A decretação de indisponibilidade de bens é cabível no exercício do poder geral de cautela sobre o qual dispõe o art. 798 do CPC, como forma de resguardar a pretensão dos autores de ação de indenização, no caso de procedência do pedido. Presente a verossimilhança das alegações que se configura pela presença de indícios que tornem plausível a existência do dever de indenizar. O fundado receio de dano, por sua vez, se caracteriza pela presença de elementos concretos que permitam antever grande dificuldade em obter a satisfação de eventual crédito a ser possivelmente reconhecido na ação de conhecimento, seja em relação à situação financeira da parte devedora, seja em decorrência da prática de atos que indiquem intuito de dissipar bens penhoráveis, frustrando a expectativa das vítimas. O impedimento deve se limitar à impossibilidade de alienar o bem, sem que com isso os autores obtenham a satisfação imediata do seu direito, ficando a medida adstrita ao necessário para salvaguardar a utilidade do provimento final, mesmo que somente venha a ser implementado por completo na fase executiva do feito.

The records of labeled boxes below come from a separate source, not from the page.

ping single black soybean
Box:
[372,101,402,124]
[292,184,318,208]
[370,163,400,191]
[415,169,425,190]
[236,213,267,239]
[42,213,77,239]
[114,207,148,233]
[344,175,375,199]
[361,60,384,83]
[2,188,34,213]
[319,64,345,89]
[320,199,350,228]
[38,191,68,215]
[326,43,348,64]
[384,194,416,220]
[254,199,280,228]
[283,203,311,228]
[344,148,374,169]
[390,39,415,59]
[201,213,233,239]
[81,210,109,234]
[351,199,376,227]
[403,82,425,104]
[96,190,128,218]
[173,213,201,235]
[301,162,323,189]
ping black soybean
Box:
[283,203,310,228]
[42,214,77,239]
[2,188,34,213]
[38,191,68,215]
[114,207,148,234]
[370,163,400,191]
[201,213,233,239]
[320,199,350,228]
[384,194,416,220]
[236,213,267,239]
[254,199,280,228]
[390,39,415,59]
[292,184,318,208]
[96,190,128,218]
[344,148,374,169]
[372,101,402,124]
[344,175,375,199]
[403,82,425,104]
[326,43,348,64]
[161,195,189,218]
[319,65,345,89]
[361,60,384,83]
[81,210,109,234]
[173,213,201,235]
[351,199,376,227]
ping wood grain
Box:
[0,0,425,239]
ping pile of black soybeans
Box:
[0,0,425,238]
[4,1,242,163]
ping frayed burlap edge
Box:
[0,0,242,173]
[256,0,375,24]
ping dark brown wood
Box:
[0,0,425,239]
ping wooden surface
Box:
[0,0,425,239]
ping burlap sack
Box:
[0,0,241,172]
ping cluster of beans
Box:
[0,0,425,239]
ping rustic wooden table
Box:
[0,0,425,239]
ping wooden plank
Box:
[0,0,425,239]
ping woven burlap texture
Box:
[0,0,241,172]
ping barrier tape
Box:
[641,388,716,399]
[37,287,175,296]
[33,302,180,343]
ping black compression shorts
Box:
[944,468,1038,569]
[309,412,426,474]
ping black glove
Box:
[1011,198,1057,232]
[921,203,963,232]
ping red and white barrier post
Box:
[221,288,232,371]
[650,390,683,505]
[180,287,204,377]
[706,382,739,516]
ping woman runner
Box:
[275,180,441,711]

A determinação não tem o condão, portanto, de transferir para o demandante o exercício das demais prerrogativas inerentes ao direito de propriedade, sob pena de se desnaturar o provimento cautelar que se caracteriza pela provisoriedade e instrumentalidade. Nada impedirá, por outro lado, que eventuais excessos, devidamente demonstrados e comprovados, venham a ser corrigidos no decorrer da presente causa.

Nesse sentido a jurisprudência: "MEDIDA CAUTELAR – INDISPONIBILIDADE DE BENS – GARANTIA – INDENIZAÇÃO – ATO ILÍCITO. – O receio de dano apto a ensejar o deferimento da cautelar, conforme exige o art. 798, do CPC, deve ser fundado, pelo que deve ser analisado em cima de fatos objetivamente glosados, sempre dentro de um juízo de probabilidade, na medida em que a tutela acautelatória não visa salvaguardar temores subjetivos da parte, ainda que remotamente possíveis de ocorrer, pois o fato remotamente possível de acontecer não tem força bastante para justificar restrições ao livre exercício de direitos de quem quer que seja. Restando julgados procedentes os pedidos indenizatórios e estando ausente a efetiva comprovação de existência de outros bens a garantir o cumprimento da decisão proferida, se justifica a concessão de medida liminar tornando indisponíveis os bens encontrados. (TAMG – Apelação Cível nº 448.022-8 (Em conexão com a Apelação Cível n. 460.922-7) – 4a Câmara Civil – Rel. Juiz Nilo Nívio Lacerda – j. 03.11.2004) "Agravo De Instrumento. Ação ordinária para devolução de valor indevido, cumulada com indenizacão por danos morais. Medida cautelar de decretação de indisponibilidade de bens. Possibilidade. Havendo a verossimilhança das alegações e o perigo da demora, é possível a decretação de indisponibilidade de bem do réu até o trânsito em julgado da sentença a ser proferida, como forma de prevenir o pagamento de valores devidos no caso de procedência da ação. Agravo Desprovido."(Agravo de Instrumento Nº 70003491149, Sexta Câmara Cível, Tribunal de Justiça do RS, Relator: Cacildo De Andrade Xavier, Julgado Em 27/02/2002) Diante do exposto, CONCEDO A LIMINAR E O FAÇO PARA DECRETAR A INDISPONIBILIDADE PROVISÓRIA DE TODOS OS BENS INTEGRANTES DO PATRIMÔNIO DE MARCELO MALVIO ALVES DE LIMA. expeça-se, com urgência, os ofícios solicitados a fls. 16 comunicando-se o teor desta decisão procedendo-se, inclusive, ordem de bloqueio neste sentido via Bacenjud. requisite-se as tres últimas declarações de renda do réu, via infojud. Cumpridas as determinações, cite-se o réu com as cautelas e advertências de praxe.

Cumpra-se com URGÊNCIA Intime-se. Cite-se.